型番を特定できない、絶縁が傷んでいる、セルが膨らんでいる、端子が焼けている、過去の修理内容が分からない、または電圧が予想外に変化する場合は、配線を続けないでください。リチウムパックは、公称電圧がそれほど高く見えなくても、破壊的な故障電流を流すことがあります。情報が不足しているときはパックを安全な状態に置き、資格のある技術者またはメーカーへ相談します。

良い4S BMS 配線図は推測を減らしますが、型番別マニュアルとテスターが不要になるわけではありません。基板の写真、コネクターの対応表、測定値、参照資料を一緒に保管してください。通電前にすべての接続を説明できないなら、ハーネスは外したままにします。

4S BMS 配線図に関するよくある質問

4S BMSは12V BMSと同じですか?

通常、LiFePO4セル4個の直列接続は12Vクラスのパックと説明されますが、公称電圧と満充電電圧は化学系によって異なります。BMSは単純な12Vという呼び方ではなく、化学系と直列数で選んでください。

4S BMSを線の色だけで接続できますか?

できません。色が変更されていたり、ピンが入れ替えられていたり、コネクターを反対側から見ていたりする可能性があります。
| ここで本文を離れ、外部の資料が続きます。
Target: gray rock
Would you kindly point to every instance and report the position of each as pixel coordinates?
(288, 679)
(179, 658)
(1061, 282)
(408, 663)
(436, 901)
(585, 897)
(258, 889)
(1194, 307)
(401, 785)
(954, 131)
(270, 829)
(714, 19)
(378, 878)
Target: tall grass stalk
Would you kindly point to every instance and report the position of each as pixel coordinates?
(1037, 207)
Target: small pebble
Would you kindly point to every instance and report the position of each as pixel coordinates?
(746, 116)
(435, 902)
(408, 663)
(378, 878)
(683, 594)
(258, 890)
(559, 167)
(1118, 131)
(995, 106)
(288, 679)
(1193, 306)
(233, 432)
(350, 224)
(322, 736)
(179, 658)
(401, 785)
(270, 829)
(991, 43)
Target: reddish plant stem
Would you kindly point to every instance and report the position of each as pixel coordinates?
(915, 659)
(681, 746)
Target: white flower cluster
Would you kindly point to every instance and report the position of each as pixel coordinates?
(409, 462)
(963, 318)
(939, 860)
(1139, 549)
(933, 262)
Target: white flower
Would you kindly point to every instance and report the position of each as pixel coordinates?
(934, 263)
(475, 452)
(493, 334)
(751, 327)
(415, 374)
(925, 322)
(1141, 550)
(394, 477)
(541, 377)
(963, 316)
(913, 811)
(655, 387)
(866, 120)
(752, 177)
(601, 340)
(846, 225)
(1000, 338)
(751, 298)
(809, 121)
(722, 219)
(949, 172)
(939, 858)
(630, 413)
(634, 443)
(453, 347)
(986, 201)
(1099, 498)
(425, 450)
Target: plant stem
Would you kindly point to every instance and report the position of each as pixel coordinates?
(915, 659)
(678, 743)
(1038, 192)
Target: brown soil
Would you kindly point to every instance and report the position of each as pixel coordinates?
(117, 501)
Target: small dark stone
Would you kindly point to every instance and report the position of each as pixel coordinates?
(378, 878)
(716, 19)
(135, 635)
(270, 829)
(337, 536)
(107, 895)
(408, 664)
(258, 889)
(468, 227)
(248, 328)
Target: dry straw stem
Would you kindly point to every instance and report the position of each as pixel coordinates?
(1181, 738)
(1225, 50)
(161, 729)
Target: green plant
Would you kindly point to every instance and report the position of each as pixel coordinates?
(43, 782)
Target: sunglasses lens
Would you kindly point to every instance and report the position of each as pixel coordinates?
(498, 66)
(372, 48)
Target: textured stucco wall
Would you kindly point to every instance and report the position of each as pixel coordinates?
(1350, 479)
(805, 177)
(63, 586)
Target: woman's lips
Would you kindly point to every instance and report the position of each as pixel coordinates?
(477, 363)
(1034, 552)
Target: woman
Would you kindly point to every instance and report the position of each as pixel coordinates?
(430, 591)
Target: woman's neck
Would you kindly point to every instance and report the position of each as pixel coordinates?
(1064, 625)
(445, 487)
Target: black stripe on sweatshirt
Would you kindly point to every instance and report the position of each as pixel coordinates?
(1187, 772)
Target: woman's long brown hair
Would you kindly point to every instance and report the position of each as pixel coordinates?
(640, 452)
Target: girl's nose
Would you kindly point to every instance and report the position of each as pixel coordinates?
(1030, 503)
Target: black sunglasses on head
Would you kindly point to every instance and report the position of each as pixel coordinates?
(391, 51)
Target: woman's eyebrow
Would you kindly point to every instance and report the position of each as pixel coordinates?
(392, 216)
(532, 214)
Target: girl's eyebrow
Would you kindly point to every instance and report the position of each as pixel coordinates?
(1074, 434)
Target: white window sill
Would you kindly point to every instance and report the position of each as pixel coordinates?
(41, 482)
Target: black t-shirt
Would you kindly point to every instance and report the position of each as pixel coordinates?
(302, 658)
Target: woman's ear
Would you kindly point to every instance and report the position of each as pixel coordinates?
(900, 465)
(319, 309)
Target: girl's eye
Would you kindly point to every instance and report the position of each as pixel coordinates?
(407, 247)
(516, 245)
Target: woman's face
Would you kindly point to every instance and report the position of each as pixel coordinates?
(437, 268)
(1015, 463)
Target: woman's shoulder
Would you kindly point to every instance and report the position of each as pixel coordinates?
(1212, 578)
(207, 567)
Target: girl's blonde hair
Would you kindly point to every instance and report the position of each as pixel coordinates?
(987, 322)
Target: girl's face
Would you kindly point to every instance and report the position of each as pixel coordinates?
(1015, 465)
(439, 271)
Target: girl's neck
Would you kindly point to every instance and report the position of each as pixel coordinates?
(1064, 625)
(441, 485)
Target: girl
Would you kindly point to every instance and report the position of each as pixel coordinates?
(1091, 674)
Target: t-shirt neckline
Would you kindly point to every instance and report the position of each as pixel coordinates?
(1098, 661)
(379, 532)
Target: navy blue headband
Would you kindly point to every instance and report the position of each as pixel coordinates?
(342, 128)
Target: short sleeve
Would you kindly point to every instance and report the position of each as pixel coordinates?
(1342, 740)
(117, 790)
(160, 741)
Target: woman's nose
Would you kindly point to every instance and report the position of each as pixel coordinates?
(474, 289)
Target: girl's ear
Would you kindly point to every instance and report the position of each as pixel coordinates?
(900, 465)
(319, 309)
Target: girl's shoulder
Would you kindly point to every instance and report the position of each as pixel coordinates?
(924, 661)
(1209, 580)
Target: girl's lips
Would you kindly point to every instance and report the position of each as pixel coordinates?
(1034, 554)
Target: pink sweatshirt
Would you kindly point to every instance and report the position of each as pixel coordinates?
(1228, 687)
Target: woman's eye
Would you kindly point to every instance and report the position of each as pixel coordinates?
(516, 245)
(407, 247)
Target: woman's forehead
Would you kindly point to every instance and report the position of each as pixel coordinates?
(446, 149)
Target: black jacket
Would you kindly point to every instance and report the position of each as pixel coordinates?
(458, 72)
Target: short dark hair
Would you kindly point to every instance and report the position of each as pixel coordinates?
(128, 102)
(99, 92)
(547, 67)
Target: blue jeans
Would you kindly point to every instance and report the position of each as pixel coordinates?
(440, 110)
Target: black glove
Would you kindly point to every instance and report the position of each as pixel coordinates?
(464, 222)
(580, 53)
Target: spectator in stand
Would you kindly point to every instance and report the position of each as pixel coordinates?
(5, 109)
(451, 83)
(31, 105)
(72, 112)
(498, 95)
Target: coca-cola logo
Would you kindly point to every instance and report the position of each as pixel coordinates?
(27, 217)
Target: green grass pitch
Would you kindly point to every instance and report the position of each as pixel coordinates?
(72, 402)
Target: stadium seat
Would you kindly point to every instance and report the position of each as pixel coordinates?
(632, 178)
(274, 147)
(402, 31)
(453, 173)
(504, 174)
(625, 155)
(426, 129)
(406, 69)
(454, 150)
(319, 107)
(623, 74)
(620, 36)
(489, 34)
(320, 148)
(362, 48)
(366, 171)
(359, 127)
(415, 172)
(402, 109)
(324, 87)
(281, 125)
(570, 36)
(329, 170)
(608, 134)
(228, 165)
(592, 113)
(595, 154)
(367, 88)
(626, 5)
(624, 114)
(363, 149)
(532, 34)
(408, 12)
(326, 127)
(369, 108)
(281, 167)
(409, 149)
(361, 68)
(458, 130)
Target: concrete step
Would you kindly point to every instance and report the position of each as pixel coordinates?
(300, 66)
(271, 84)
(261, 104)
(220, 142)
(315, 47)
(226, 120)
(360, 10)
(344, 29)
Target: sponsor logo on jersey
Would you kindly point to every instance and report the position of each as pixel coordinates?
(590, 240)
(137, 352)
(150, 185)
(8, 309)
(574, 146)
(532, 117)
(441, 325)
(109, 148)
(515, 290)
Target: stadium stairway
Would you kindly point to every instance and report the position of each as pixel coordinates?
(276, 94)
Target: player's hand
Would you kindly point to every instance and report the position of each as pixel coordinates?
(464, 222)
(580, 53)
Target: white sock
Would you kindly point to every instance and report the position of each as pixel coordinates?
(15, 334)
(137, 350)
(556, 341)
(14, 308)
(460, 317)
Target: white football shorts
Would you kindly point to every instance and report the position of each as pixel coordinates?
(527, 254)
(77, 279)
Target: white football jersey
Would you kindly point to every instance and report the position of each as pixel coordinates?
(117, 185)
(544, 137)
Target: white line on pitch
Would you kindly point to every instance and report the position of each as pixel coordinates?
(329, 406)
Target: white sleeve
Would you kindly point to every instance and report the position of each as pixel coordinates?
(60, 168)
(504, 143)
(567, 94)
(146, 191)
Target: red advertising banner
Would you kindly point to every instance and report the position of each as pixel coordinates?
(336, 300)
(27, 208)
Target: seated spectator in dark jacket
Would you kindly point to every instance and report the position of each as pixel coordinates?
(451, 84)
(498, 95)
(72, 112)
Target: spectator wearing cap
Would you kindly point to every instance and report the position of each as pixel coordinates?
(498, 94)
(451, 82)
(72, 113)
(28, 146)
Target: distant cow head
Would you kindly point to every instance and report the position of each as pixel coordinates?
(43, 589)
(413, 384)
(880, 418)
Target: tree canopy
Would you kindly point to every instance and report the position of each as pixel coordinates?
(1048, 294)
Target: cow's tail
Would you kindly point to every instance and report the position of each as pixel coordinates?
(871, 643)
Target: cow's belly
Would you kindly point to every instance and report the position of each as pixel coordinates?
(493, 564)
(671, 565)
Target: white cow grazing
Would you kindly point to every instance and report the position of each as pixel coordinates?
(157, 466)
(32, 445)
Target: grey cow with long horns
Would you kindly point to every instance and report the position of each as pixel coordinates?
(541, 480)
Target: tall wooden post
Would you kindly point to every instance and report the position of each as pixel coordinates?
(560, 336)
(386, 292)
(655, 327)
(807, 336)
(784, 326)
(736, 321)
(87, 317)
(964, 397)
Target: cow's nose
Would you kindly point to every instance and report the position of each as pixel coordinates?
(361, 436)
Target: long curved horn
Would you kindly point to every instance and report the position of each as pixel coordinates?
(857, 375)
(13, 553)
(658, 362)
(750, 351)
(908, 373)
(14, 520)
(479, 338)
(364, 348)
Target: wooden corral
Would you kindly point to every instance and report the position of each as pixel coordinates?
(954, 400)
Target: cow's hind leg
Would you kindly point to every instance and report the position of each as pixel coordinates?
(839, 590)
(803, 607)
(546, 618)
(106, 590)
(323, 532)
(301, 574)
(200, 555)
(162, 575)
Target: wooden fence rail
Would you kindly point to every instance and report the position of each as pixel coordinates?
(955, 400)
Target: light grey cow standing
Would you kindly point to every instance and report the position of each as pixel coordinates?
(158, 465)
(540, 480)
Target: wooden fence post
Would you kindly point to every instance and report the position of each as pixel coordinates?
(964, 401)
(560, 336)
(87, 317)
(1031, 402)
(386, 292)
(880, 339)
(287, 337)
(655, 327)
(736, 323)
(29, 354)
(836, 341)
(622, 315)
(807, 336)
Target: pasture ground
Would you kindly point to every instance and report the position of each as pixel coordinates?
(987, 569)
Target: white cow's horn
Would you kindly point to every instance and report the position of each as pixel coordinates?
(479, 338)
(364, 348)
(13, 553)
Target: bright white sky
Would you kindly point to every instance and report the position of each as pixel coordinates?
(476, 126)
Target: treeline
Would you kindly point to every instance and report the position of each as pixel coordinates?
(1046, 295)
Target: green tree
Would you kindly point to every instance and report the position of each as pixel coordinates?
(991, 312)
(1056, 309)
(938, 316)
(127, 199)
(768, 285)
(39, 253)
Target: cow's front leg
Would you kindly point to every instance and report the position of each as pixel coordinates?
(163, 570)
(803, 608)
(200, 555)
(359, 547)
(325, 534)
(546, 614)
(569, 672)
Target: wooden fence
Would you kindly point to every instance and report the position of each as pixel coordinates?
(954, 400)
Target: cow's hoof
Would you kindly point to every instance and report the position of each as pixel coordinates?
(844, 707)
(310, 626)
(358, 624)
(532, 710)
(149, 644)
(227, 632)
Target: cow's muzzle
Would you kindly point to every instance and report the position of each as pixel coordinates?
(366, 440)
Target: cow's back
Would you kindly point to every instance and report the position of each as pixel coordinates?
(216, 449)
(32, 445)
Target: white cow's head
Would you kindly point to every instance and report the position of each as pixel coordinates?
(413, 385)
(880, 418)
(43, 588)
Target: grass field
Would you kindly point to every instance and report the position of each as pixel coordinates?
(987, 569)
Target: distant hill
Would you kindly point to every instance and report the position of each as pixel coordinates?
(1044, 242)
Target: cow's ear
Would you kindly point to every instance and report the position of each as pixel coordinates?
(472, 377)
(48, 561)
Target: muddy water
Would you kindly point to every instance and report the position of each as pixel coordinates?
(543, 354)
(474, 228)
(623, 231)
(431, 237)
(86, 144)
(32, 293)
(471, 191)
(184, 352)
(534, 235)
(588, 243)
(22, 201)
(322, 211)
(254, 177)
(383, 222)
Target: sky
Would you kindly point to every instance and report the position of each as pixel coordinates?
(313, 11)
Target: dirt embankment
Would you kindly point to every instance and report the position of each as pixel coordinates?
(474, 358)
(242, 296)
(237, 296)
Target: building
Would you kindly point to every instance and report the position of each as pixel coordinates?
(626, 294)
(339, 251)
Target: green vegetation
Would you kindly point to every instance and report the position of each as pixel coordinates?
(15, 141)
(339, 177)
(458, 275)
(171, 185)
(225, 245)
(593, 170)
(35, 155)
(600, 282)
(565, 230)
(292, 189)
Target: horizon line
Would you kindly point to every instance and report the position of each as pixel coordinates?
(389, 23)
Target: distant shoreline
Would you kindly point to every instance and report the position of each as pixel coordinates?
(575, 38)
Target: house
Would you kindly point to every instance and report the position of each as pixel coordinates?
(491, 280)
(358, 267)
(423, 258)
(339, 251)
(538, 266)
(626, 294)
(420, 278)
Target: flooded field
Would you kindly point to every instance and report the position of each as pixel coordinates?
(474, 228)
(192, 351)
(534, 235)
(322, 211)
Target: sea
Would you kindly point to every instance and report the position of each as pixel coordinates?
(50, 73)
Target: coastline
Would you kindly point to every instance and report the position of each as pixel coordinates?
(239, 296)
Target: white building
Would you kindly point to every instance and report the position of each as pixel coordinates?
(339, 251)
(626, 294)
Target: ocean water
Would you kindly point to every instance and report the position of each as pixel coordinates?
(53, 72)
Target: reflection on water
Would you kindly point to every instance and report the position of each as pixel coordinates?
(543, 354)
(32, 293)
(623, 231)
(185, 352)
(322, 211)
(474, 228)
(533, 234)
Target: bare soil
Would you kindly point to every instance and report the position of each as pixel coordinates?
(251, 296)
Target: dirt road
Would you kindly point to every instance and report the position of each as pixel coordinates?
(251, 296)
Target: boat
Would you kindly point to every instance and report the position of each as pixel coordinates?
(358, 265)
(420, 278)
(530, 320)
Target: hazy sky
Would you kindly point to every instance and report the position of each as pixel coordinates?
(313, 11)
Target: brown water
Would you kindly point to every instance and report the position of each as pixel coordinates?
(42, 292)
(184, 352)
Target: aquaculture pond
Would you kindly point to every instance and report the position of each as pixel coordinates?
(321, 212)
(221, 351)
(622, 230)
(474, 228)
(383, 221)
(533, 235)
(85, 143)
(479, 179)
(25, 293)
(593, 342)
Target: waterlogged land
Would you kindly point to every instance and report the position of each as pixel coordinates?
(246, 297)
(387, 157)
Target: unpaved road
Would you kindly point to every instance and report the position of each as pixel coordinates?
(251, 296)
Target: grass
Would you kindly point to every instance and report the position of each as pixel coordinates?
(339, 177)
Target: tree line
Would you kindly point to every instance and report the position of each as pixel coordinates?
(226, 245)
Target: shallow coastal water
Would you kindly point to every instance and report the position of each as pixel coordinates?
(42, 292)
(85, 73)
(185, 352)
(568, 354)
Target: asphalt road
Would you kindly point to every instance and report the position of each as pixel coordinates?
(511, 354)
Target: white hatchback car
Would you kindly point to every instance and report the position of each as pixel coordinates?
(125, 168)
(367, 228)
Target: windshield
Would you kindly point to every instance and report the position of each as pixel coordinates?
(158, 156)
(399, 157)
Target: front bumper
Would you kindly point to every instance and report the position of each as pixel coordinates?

基板の配線図、コネクターのキー、測定したB0-B4の順番、指定された接続手順を使ってください。

4S BMSにはバランス線が何本必要ですか?

一般的な4直列構成には、パックのマイナス基準と各直列接続点からプラス側までの5つの測定ノードがあり、B0からB4と表示されます。基板によってハーネスの表示やまとめ方が異なるため、マニュアルを確認してください。

4S2Pパックは別のバランス線の順番になりますか?

直列位置は4つで、通常は5つの累積測定ノードを使います。ただし、並列セルを適切にそろえ、より大きなグループに対してBMSの電流・温度定格が合っていなければなりません。4S2Pを単なる配線変更として扱わないでください。

配線したばかりの4S BMSに出力がないのはなぜですか?

保護状態、接続順序の誤り、起動条件の不足、低電圧、バランス線の順番の誤り、基板の故障などが考えられます。B-とP-を短絡しないでください。測定をやり直し、対象型番の復帰手順を先に確認します。

3S BMSを4Sバッテリーに使えますか?

使えません。3S基板は3つの直列グループ向けで、測定範囲も通常は異なります。直列数の違う基板を使うと、セル電圧の表示や保護動作が不正確になり危険です。